I jump up and get in the shower, while he gets ready. When I get out he is sat there all perfect and ready. With his black jeans and the same tartan top on the day I met him. I smile and walk over, he stands so that he is my height, I grab hold of the tartan shirt and say
'I love the shirt, but it's look better on the floor' he smiles and kisses me.
'Now get ready, we will be late'
I frown at him and begin to get dressed.
*Nat's Pov*
I wake up and look to Tris, he's sat on the edge of the bed and he's looking to his feet. 'Nat, I really want to protect you and I will, I won't let her hurt you anymore but I'm worried, worried about revealing my secret'
I understood and I didn't want him to say his secret but I also knew I couldn't take anymore hate from her. It's the first night and day that I hadn't reached for the blade, it's because I felt a ton of pressure lifted off of me.

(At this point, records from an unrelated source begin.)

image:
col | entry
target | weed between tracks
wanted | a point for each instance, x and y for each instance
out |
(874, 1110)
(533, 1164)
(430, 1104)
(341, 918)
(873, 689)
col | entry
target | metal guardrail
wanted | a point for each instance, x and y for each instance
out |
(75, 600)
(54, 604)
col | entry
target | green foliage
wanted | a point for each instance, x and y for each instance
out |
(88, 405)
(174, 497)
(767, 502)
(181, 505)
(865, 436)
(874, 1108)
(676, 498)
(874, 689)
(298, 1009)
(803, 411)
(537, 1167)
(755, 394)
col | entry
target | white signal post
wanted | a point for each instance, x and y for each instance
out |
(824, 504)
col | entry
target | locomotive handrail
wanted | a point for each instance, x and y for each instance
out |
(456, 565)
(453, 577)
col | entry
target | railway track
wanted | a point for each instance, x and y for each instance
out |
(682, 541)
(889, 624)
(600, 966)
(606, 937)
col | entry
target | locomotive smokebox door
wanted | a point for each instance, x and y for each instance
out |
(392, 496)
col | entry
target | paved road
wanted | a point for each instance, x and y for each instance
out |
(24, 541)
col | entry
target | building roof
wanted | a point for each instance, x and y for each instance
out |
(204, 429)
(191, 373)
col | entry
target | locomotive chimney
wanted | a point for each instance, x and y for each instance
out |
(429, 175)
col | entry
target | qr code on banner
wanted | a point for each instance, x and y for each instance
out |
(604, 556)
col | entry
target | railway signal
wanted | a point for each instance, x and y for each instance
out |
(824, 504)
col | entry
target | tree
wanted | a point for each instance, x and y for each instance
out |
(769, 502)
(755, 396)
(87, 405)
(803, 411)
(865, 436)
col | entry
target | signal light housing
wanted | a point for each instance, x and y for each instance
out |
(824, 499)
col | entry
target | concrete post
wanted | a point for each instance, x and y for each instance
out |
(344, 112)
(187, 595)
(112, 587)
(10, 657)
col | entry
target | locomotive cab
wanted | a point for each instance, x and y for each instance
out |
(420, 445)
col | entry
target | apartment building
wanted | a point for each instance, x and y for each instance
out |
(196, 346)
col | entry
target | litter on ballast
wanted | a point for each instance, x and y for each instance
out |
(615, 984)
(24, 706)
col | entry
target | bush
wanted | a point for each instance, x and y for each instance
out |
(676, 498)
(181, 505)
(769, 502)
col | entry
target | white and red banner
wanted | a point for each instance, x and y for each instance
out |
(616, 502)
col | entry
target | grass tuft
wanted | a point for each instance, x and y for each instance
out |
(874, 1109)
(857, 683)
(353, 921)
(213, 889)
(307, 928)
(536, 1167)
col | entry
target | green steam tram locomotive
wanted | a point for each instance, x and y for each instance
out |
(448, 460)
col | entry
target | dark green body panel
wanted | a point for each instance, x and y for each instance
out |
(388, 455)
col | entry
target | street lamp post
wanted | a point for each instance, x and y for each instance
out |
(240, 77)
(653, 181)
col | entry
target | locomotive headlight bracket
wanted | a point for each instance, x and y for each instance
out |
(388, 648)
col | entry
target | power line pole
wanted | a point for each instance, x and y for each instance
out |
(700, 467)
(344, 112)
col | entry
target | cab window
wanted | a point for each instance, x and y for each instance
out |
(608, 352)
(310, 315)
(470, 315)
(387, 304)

I reply ' I know Trissy but we will do this together, like we always promised we would'
He turns and smile. 'This is why I love you'
With that we get dressed and follow the normal routine of taking Jessie to school and then going to face Hollie. We were dreading it.
*Maddie's Pov*
We jump in his car and head to school, we were the first ones there, when the others arrived, they looked nervous.
'Alright' James begins
'Everyone ready to have their secrets around the school' Con adds
'Yeah, at least we won't be forgotten' Tris tries to make a joke, no one laughs. They were all terrified.
'I can't believe everyone is going to know that James cheated on me, think of the rumours, she's not good enough, she must be crap in bed. Why is she still with him? She desperate?! I don't know if I can handle that'
I look to Abby as she finished speaking, I could see so much sadness on her face. The beautiful, cheery, bubbly Abby wasn't to be seen. That's when I shut everybody up
' it's fine Abbs, no one is revealing any secrets today. I have a plan'
Everyone looks to me, waiting for an explanation and I give them one. We all soon agree 'it will be risky but it might just work. We have to try. But are you sure you want to be the one to do it Madds?' Nat expresses her concerns.
I was certain, she caused me so much hurt. I was going to be the one to stop her. I just nod and smile.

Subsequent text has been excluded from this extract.